Colourful LEGO bricks arranged in repeating patterns
Neuro-Focus

Before algebra: how brick patterns train the visual cortex for mathematical thinking

Pattern recognition isn't a decorative skill. It's the cognitive engine behind arithmetic, music, language, and code — and four-year-olds can start building it with two colours of bricks.

5 min read·23 March 2026

Mathematics, at its core, is the study of patterns — their structure, their rules, and their exceptions. Long before a child can count to twenty or add single digits, they can recognise, complete, and extend a pattern. That capacity is not decorative. It is foundational.

Brick play is one of the cleanest pattern-training tools available to a preschooler, because bricks have discrete, visible properties — colour, shape, size — that can be arranged into sequences and rules with no ambiguity.


What pattern recognition actually is

When developmental researchers talk about pattern recognition in young children, they mean something specific: the ability to identify the core unit of a repeating sequence and use it to predict what comes next.
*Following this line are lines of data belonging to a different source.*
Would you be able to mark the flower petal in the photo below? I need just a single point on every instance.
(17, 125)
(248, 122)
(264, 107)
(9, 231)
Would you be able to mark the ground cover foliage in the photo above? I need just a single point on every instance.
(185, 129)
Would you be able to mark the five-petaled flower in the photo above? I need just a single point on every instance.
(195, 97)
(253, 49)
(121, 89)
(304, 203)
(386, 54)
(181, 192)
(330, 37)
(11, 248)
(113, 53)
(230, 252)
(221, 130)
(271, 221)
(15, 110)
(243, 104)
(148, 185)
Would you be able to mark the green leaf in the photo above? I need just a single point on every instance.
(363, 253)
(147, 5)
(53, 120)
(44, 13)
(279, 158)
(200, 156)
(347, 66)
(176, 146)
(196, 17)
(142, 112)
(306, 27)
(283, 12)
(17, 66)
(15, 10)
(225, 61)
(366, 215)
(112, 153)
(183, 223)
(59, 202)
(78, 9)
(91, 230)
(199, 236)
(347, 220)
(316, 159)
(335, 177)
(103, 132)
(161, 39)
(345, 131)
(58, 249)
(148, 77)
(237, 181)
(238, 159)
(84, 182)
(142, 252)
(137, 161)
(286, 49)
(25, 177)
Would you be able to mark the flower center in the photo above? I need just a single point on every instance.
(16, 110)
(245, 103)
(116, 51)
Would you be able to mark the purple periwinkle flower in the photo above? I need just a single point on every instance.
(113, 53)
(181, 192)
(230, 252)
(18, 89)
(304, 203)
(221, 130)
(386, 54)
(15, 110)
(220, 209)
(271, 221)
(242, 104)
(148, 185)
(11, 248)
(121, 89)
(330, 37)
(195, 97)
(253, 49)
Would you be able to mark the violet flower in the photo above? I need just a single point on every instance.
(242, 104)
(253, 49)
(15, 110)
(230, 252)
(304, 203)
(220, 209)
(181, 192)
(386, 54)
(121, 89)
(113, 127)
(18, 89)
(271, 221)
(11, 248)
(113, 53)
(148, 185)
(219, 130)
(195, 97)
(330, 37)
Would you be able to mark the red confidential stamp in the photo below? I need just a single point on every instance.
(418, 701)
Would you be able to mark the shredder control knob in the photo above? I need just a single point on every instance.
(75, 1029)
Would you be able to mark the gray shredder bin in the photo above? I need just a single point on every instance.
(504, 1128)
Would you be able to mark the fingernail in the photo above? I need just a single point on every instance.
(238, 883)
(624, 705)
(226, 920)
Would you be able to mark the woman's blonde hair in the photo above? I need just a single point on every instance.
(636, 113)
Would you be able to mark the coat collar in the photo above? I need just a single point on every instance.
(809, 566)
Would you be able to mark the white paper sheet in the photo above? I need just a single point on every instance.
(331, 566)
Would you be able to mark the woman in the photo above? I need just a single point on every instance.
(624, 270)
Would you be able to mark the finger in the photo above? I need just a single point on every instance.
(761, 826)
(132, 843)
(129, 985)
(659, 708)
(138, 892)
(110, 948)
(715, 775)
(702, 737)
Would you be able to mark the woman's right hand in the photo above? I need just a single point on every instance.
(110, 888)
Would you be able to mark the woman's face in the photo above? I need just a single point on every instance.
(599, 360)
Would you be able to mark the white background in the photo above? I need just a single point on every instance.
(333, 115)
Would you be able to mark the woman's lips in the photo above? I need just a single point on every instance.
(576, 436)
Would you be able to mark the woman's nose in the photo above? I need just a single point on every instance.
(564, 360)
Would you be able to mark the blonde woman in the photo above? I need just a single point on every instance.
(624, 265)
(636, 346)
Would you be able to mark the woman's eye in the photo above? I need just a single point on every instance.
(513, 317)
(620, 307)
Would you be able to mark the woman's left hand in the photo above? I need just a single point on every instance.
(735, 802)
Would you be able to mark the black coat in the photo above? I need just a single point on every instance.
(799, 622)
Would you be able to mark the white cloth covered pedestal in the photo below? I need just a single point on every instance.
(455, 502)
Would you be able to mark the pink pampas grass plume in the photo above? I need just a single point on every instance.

A row of red-blue-red-blue bricks presents a two-element AB pattern. A child who can extend this sequence correctly has done something cognitively non-trivial: they've abstracted the rule (alternating) from the specific instances (these particular bricks), and applied it forward.

This abstraction process — pulling a rule from examples — is the same cognitive operation used in:

  • Arithmetic: recognising that 2+3 and 3+2 follow the same rule
  • Reading: understanding that letter patterns create sound patterns
  • Programming: seeing that a loop is an abstraction of repeated actions

"Children who demonstrate strong patterning ability at age 4–5 show significantly higher mathematical achievement at age 7–8, even when controlling for general cognitive ability." — Rittle-Johnson et al., Journal of Experimental Child Psychology

Building from AB to more complex patterns

Pattern work with bricks follows a natural developmental progression:

AB patterns (ages 3–4): Alternating two elements. Red-blue-red-blue. Tall-short-tall-short. These are within reach for most three-year-olds once demonstrated.

AAB / ABB patterns (ages 4–5): Three-element cores with repetition. Red-red-blue-red-red-blue, or red-blue-blue-red-blue-blue. The child must track position within the core, not just alternation.

ABC patterns (ages 5–6): Three distinct elements in rotation. More working memory load — the child must hold three positions simultaneously.

Symmetry (ages 4–6): Not a sequence but a spatial rule: this side mirrors that side. Bilateral symmetry appears naturally in children's builds around age four and is worth naming explicitly when you see it.

Translating bricks to transfer

The research on pattern training only shows lasting effect when children can transfer — recognise that a red-blue-red-blue sequence and a circle-square-circle-square sequence obey the same rule expressed through different elements.

You can test and practise this directly:

Abstract the pattern. After building a red-blue-red-blue row, ask: "What's the rule?" Not "What colour comes next?" — but what the rule is. Some children will say "they keep swapping." That's the abstraction.

Copy the pattern in a different material. Reproduce the same AB pattern using stickers, fruit, claps, or steps. Does the child recognise it as "the same pattern" even when the elements change? If yes, transfer is happening.

Break the pattern deliberately. Add a wrong brick and ask: "Is something wrong here?" The child who spots it has an implicit model of the rule.


Pattern recognition is one of the few mathematical capacities that is genuinely trainable before formal schooling begins. The child who arrives at Year 1 with a strong intuitive understanding of sequence and rule has a significant foundation — one built in fifteen minutes a day, on the floor, with a pile of bricks.